Die Grenzen des Zufalls und des Elektrons
Ich spiele kein Lotto. Früher hab ich immer mit dem Opa die Ziehung angeschaut, denn er hatte da ein eigenes System. Die Oma fand das immer reine Geldverschwendung, weil beim Lotto ja keiner weiss was rauskommt. Damals gab es Lotto zum Glück nur Sonntags. Eine zusätzliche Mittwochsziehung hätte die Ehe sicher schwer belastet.
Und trotzdem: Oma war im Irrtum. Wir wissen sehr viel über das Lotto.
Überleg mal, wenn die Dame im Fernsehen sagte: und die Superzahl ist 101. Oder: und die 3,1415 ist unsere fünfte Zahl. Oder: die elfte Zahl ist 7. Oder: zum Zweitenmal heute sehen wir die 34. Oder: die dritte Zahl gibt’s bei dieser Ziehung nicht, die vierte lautet 22.
Es ist eben Lotto 6 aus 45. Wir wissen verdammt viel schon vor dem Beginn der Ziehung. Und nach der Ziehung wissen wir komplett alles was es zu wissen gibt. Der Notar trägt das Ergebnis in seinen Katalog ein, die Gewinner werden festgestellt und steuerfrei ausbezahlt. Darauf hätte der Opa damals sein Fahrrad verwettet das es schon lang nicht mehr gibt.
Aus all dem folgt, dass die Angabe der Wahrscheinlichkeit eines Einzelereignisses für sich allein gar keine sinnvolle Zahl ist. Das ist wie die Angabe von Gramm Zucker ohne Gramm Mehl bei einem Kuchenrezept. Damit Wahrscheinlichkeit Sinn macht, muss man angeben was prinzipiell alles rauskommen kann (z.B eine Kugel mit einer Zahl zwischen 1 und 45 drauf). Und: die Wahrscheinlichkeiten müssen sich auf 1 summieren.
Wenn die erste Zahl der Lottoziehung 33 ist, dann war in der Vergangenheit ihre Wahrscheinlichkeit ein Fünfundvierzigstel. Jetzt nicht mehr, weil die Grundmenge neu gemischt wurde, nämlich jetzt ohne 33. Das neue Spiel lautet jetzt “5 aus 44”.
Obwohl wir bei Lotto oder Wettervorhersage den Zufall ohne weiteres akzeptieren, tun wir uns in der Quantenphysik schwer damit. Dabei wissen wir sooo viel im Vorhinein. Eine grundlegende Wahrheit ist, dass wir bei den Zwischenrechnungen der Quantentheorie neuartige Zahlen hinzunehmen müssen, nämlich die Menge der imaginären Zahlen (für Spezialisten: das sind die wo das Quadrat negativ ist). In einem hinkenden aber doch Vergleich wissen wir also, dass in der Quantenphysik bei der Mittwochsziehung Lotto 12 aus 90 gespielt wird, wobei die Hälfte der Bälle durchsichtig mit schwer lesbaren Zahlen sind.

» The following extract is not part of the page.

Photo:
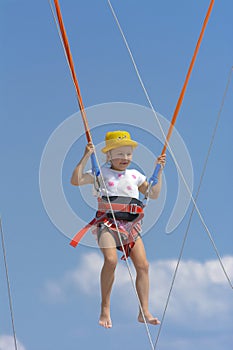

Sind die Zwischenrechnungen also ziemlich verworren (wer kann sich schon wirklich was g’scheites unter einer imaginären Zahl vorstellen), so sind die Endergebnisse doch recht einfach. Wir wissen z.B, dass die Energien der Elektronen des Atoms immer ganzzahlige Werte annehmen werden. In einem diesmal absolut zutreffenden Vergleich wissen wir also, dass bei einer Ziehung nie 3,1415 sondern immer nur entweder 3 oder 4 oder sowas rauskommen kann (Endergebnisse sind natürlich Sonntagsziehungen ohne durchsichtige Kugeln). Dass hinten immer nur was Ganzzahliges rauskommen kann, ist jedoch in der Physik gar nicht selbstverständlich.
Nehmen wir mal einen beliebigen Asteroiden der da draussen im All herumkreist. Vielleicht den der grad am nächsten zur Erde ist (einer muss ja der Näheste sein, wie weit weg auch immer). Wir sind neugierig ob der irgendwann mal zwischen jetzt und dem jüngsten Gericht auf die Erde donnern wird. Dazu schauen wir uns die Position des Asteroiden im Januar und im Februar an, daraus können wir dann seine Bewegungsenergie ausrechnen. Der Wert dieser Energie (meinetwegen gemessen in Kalorie) ist sicher nicht ganzzahlig. Er kann so ziemlich jede krumme Zahl wie 3,1415 sein. Aber es gibt eine ausgleichende Gerechtigkeit für die krummen Zahlen, man kommt in der ganzen Asteroidensache vollständig ohne die Menge der imaginären Zahlen aus.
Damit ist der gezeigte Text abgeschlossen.